Silence from Fiorinda.

‘Well, um, what do you say?’ asked her boyfriend at last, looking very worried. Sage’s blue eyes telling her, everything’s going to be all right.

She kept them waiting for so long they’d have been terrified—except that she was still holding their hands, and the charge of their kisses was glowing in her cheeks, in her eyes.

‘Dearest Ax,’ said Fiorinda. She leant and kissed him on the angle of his jaw.

‘Darling Sage.’ She kissed him too, at the corner of his mouth.

She removed her hands from their grasp and folded her arms.

‘Alphabetical order. Well, this is very formal. So this was your big plan, was it? You decide you want some group sex, so you cunningly kidnap me and lock me up, miles from anywhere: sneer at me, ignore me and be totally horrible to me. And then when you think you’ve done a fine job of softening me up—’

‘Sheer nerves,’ said Ax hurriedly.

‘Frightened stupid,’ explained Sage. ‘It just came out that way.’

‘Tell me, does this approach often
succeed
? Is this how you romanced all those sheep?’

‘I knew we’d get the sheep. I’ll be hearing about those sheep to my dying day.’


Sheep?
Huh? What sheep?’

‘All those sheep we met in Yorkshire, Sage. Surely you remember.’

‘Oh.’ Sage’s turn to look worried. ‘Er…well, in that case. Maybe this is the moment when I ask for, um, a few other sheep to be taken into consideration.’

‘I don’t think you’d better tell me how many,’ said Fiorinda. ‘
Not that I care
. My God. If either of you really thought this would work, then I am sorry for you.’

She took Sage by the shoulders, tugged him close and kissed him on the mouth, long and strong, tongue in it, first time ever. Then the same to Ax.

‘That’s reverse alphabetical order. And I’m still going to bed.’

Left alone, they sat on the sofa with their ears ringing, silent for a decent interval to allow tumescence to subside.

‘So much for that,’ said Sage. ‘Shall we go after her?’

‘I don’t think we should, not tonight. But I don’t think it went too badly—’

‘No. Not considering what a fucking mess we made of the intro.’
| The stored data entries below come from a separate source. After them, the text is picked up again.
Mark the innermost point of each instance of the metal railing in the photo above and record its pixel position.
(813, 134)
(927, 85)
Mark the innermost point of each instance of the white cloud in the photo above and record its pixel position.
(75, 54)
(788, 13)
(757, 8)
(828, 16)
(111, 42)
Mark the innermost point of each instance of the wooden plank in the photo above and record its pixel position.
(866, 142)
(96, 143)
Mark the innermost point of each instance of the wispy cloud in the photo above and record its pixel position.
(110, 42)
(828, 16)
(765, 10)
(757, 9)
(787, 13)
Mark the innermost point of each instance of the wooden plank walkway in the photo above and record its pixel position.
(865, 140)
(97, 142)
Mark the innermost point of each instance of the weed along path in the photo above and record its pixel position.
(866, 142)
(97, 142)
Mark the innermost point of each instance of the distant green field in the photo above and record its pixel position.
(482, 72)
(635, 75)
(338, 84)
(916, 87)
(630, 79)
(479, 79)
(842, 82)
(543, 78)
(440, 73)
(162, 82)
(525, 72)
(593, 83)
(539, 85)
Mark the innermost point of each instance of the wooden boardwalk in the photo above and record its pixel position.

Sage got up and started to prowl around: so wired, so electric Ax expected sparks to rise from anything he touched. Finally he went and softly closed the door to the stairs, which Fiorinda had left open.

‘Why d’you do that?’

‘Because I’m going to kiss you. I want to find out how it feels without the drug, an’ I don’t want Fiorinda by any chance walking in on us. Could be misunderstood.’

‘Kiss, not fuck.’

‘Absolutely.’

Ax sat waiting for the threat to be made good, thinking he wished to God the three of them had fallen into this arrangement through an act of casual lust, years ago, and had the difficult emotional dynamics sorted by now. But things happen as they must. Sage came and sat down again beside him.

‘Ax—’

They kissed, for a long time: finally tore themselves away from each other. Sage leaned back, staring at the ceiling, making up his mind. ‘Oooh. I think I could live with that.’

‘Good. I suppose we might as well go to bed.’

‘You going to stay down here with me?’

‘If you don’t mind. It seems like the right thing.’

They made the room ready for night: the rituals of Tyller Pystri, where ancient electric lamps must be switched off one by one, black vinyl put away in cardboard sleeves, the fire made up. They stripped, got into Sage’s nice big bed, and lay listening to Fiorinda stomping about overhead. It sounded as if she was moving furniture.

‘Maybe one of us should stay awake.’

‘What for? You think she’ll come down and take an axe to us?’

They nearly choked themselves smothering hysterical giggles, which would not sound good at all upstairs.

‘You can stay awake,’ said Sage. ‘Since you’re going to anyway.’